Former U.S. President Jimmy Carter was awarded the Nobel Peace Prize in Oslo, Norway Tuesday. The Nobel committee said it chose Mr. Carter for what it called his lifetime of work for peace, human rights and social development.

The former president appealed for peace and understanding, something he said is critical now, in a very dangerous world. Mr. Carter said war may sometimes be a “necessary evil.” But in an apparent reference to a potential U.S. led military campaign against Iraq, he warned engaging in a preventive war could have “catastrophic consequences.” He said the best way to deal with world problems is through the United Nations.

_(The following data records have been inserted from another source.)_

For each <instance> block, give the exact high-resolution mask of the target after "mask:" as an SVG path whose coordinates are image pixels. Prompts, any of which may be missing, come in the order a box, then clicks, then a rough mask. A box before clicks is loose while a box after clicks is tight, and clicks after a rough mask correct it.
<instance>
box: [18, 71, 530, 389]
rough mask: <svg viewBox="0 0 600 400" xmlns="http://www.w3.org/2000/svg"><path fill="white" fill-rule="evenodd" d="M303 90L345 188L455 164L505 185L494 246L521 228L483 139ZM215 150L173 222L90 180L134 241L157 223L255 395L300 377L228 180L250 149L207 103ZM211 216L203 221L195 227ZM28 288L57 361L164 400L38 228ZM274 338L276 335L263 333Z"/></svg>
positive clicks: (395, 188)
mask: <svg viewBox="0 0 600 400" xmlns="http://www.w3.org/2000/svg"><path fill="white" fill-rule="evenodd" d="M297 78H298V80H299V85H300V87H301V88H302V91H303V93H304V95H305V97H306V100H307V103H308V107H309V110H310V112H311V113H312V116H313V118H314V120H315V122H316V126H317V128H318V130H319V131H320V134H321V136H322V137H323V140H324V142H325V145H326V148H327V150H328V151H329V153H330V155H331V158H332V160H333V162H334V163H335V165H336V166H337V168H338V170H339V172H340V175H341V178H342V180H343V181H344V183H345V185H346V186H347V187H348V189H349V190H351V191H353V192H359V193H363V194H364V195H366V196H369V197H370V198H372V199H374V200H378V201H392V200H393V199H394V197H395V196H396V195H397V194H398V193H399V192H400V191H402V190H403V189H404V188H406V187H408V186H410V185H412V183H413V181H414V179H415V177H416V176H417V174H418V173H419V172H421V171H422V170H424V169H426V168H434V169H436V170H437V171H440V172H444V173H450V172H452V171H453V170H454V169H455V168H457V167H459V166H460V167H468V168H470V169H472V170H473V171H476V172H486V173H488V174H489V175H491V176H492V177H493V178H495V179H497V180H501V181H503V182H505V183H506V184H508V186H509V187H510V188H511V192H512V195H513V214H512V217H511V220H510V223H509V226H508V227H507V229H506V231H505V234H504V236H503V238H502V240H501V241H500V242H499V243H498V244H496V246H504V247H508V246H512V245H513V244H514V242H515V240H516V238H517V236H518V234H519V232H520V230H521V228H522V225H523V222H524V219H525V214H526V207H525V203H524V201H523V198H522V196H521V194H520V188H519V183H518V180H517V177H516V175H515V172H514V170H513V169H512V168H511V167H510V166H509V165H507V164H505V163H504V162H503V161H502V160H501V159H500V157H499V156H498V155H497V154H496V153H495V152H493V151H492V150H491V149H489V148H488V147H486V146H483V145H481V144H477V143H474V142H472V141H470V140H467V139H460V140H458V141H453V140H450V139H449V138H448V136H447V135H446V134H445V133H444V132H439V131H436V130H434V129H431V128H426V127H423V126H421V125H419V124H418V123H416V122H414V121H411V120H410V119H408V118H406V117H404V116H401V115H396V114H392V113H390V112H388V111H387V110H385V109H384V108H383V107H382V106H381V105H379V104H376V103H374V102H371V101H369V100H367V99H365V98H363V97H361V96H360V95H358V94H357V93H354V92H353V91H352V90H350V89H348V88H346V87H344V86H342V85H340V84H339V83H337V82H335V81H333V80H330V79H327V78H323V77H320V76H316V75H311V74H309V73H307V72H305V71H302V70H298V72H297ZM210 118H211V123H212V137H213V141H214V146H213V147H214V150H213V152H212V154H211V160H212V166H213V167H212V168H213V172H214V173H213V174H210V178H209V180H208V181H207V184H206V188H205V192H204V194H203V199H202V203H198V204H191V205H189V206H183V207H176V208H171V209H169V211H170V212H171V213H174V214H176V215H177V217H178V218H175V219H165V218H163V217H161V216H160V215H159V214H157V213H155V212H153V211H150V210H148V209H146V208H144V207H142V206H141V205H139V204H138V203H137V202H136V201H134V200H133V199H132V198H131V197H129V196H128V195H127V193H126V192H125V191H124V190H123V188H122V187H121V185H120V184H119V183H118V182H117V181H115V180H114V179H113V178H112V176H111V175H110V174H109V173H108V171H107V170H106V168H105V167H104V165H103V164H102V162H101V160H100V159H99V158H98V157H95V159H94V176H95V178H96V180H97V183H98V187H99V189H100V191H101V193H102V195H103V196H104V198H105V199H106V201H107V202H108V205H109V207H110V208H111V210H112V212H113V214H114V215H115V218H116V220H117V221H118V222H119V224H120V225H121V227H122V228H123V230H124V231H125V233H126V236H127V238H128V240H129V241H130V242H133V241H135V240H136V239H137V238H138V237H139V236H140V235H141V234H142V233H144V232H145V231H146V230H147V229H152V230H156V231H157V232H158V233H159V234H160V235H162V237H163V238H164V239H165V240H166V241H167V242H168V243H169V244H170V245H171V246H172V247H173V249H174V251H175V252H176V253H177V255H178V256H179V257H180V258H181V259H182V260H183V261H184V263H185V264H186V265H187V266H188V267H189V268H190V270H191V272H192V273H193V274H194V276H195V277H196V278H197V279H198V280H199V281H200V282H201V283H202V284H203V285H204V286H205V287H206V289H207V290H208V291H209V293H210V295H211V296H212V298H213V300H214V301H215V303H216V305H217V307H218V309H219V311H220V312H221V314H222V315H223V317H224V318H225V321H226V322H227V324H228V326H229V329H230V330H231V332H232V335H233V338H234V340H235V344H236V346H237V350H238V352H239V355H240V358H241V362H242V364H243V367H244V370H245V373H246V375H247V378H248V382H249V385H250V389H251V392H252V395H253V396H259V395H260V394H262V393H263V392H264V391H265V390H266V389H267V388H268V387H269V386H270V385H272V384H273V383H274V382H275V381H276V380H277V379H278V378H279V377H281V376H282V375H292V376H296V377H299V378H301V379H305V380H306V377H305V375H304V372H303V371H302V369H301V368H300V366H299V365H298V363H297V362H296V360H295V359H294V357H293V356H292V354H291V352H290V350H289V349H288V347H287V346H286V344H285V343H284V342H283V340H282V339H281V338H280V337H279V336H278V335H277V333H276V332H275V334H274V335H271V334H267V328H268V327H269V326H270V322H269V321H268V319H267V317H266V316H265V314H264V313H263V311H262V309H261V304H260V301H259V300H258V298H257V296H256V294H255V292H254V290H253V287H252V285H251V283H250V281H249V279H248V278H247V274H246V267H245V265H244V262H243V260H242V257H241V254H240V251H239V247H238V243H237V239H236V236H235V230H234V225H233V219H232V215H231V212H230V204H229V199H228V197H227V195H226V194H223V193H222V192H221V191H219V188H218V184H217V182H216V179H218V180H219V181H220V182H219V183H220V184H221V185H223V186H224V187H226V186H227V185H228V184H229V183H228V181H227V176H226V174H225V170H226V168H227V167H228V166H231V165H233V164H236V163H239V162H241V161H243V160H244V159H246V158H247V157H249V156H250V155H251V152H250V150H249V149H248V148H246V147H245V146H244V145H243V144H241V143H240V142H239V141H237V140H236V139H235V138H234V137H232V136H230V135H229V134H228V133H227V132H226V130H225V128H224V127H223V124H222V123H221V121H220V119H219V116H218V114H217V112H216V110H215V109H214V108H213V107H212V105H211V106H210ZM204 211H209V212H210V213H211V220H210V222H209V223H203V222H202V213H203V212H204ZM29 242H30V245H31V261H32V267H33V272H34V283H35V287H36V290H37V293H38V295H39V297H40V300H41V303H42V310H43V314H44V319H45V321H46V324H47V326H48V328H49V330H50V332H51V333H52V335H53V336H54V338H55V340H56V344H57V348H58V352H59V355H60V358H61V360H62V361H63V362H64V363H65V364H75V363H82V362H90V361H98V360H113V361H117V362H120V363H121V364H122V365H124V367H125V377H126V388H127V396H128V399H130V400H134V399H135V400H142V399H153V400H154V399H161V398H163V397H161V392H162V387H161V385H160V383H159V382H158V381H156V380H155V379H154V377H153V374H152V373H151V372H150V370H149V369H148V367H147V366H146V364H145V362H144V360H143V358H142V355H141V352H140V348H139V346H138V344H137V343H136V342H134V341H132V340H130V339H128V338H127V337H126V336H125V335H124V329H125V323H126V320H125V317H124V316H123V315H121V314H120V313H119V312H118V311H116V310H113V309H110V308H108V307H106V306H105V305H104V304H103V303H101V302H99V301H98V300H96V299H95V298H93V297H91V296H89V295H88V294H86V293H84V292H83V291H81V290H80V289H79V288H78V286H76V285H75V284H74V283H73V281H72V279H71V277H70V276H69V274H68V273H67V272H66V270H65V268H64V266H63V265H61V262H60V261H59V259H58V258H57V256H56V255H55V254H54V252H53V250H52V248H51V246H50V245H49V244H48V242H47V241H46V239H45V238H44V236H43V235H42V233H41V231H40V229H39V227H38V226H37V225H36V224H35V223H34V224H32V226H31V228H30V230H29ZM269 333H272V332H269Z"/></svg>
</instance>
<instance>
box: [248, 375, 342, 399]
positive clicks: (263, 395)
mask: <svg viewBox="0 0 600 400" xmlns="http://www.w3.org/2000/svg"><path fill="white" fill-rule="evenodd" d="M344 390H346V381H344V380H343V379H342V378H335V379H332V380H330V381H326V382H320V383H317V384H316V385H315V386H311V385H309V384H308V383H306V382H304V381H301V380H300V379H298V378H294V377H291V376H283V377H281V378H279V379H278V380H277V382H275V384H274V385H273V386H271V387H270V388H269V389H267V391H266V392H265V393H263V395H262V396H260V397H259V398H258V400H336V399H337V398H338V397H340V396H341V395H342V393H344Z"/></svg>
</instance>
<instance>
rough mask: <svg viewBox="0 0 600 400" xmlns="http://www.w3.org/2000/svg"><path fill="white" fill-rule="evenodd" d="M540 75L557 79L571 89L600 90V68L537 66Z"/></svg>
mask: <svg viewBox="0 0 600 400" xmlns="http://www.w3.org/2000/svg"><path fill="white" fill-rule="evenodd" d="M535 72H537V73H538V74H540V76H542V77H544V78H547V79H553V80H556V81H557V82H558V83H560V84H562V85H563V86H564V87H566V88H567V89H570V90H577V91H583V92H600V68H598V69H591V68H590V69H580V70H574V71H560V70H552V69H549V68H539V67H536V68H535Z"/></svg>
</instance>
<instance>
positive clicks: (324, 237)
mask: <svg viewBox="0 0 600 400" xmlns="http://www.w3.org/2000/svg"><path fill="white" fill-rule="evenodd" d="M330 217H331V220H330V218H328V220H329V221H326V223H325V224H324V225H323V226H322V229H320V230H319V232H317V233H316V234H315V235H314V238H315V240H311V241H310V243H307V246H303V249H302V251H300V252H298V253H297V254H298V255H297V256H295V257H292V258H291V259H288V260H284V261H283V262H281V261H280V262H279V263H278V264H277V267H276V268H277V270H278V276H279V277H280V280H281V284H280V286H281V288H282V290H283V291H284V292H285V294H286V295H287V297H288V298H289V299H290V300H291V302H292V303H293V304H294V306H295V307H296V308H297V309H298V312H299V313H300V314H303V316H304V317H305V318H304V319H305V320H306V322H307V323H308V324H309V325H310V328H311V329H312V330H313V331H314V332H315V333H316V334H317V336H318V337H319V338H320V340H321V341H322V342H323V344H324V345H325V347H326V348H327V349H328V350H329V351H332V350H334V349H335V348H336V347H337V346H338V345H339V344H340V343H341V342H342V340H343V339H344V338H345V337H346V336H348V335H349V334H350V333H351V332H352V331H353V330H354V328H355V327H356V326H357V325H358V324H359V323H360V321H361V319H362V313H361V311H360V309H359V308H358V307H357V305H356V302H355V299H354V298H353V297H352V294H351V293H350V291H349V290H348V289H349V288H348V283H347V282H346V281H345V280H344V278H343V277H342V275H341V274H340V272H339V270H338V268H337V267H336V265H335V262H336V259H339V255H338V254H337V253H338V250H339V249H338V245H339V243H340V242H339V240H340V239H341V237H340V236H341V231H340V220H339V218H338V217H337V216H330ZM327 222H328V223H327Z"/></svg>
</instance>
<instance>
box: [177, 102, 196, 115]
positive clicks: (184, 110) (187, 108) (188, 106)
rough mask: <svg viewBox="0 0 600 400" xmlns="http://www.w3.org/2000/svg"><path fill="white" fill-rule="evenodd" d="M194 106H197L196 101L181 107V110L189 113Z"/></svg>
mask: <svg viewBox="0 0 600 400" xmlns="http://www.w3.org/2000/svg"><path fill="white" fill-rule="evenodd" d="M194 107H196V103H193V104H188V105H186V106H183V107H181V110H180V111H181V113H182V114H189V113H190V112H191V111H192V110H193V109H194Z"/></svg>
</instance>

JIMMY CARTER, FORMER U.S. PRESIDENT, NOBEL LAUREATE
“If we accept the premise that the United Nations is the best avenue for the maintenance of peace, then the carefully considered decisions of the U.N. Security Council must be enforced. All too often the alternative has proven to be uncontrollable violence and expanding spheres of hostility.”

He cited the Middle East conflict as the most vivid example of that. While he was president, Mr. Carter played an important role in trying to create peace in the Middle East, brokering the Camp David Peace Accords between Israel and Egypt, which were signed at the White House in March 1979.

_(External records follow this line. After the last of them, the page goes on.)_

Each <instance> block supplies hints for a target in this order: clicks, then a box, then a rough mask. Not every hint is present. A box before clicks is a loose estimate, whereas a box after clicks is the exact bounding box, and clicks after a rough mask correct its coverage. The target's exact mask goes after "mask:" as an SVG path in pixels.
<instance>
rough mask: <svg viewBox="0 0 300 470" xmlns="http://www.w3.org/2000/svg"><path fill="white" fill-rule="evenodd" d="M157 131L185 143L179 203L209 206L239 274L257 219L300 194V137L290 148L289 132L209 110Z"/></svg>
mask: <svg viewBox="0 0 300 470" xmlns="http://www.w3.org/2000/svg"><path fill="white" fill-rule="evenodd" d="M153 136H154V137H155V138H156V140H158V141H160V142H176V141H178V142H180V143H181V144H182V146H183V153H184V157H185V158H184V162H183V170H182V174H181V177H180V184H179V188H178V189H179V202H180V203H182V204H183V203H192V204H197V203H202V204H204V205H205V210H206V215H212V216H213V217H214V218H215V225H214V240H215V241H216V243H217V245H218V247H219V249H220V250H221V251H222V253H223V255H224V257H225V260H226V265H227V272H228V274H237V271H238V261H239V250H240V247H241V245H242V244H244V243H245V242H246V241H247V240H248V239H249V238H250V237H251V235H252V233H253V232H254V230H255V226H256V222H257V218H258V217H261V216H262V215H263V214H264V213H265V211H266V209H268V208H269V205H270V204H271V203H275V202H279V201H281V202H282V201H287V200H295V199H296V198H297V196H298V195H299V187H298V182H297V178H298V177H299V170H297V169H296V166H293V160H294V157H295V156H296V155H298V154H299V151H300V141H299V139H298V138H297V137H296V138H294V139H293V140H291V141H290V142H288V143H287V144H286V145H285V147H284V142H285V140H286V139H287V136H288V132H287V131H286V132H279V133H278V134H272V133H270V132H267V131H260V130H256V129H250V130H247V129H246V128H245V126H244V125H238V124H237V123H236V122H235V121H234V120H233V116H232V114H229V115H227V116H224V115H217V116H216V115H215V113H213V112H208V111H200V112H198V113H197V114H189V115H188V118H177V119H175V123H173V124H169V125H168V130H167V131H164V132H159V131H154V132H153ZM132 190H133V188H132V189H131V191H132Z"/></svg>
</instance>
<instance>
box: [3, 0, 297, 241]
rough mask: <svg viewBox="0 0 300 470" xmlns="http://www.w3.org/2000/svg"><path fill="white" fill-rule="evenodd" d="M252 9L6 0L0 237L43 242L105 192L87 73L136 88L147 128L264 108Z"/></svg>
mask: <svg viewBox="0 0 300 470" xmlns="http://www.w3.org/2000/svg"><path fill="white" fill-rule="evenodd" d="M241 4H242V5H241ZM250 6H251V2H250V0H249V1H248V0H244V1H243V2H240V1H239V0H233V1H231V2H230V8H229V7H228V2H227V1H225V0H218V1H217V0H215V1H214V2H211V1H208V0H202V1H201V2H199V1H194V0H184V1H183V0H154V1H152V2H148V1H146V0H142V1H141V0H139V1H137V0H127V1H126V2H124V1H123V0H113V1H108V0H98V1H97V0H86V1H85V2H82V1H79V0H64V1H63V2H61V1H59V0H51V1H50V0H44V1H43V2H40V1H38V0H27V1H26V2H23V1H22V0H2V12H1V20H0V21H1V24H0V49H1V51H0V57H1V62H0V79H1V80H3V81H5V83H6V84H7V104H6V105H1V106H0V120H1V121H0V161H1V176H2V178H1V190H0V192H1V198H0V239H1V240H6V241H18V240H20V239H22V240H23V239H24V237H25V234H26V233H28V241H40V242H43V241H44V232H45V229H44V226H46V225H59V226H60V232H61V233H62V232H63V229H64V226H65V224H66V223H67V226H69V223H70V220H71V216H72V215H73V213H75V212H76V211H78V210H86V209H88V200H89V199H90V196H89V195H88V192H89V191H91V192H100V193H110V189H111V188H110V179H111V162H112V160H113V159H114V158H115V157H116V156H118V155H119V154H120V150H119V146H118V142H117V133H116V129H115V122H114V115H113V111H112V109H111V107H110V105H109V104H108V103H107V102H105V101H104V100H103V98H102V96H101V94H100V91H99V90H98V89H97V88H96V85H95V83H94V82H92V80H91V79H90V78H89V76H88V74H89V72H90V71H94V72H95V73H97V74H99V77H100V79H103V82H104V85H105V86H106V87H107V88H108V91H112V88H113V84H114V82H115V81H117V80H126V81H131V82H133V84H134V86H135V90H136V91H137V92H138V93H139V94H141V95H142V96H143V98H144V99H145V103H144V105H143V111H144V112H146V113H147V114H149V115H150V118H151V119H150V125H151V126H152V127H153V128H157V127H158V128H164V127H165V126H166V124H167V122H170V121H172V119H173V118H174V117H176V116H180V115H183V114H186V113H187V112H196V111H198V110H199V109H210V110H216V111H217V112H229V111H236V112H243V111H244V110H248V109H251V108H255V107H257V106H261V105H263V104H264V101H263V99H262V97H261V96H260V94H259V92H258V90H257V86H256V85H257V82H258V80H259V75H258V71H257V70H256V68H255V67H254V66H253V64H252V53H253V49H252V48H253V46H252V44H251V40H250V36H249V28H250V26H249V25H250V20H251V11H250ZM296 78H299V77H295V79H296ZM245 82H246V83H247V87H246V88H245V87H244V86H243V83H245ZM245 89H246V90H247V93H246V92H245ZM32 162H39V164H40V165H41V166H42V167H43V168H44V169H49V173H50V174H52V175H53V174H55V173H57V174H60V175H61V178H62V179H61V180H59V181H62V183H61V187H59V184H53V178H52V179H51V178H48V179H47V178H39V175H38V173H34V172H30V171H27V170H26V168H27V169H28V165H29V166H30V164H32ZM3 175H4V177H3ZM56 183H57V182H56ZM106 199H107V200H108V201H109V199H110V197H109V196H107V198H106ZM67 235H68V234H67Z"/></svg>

After he left the White House, he continued to mediate international disputes as well as to monitor elections in developing nations. Mr. Carter said the root cause of many conflicts is economic inequality, and rich nations should do more to help poorer ones.

JIMMY CARTER
“God gives us a capacity for choice, we can choose to alleviate suffering, we can chose to work together for peace, we can make these changes and we must.”

The former President’s Carter Center does just that. He will use the $1,100,000 award that comes with the Nobel Peace Prize, to continue his work for peace.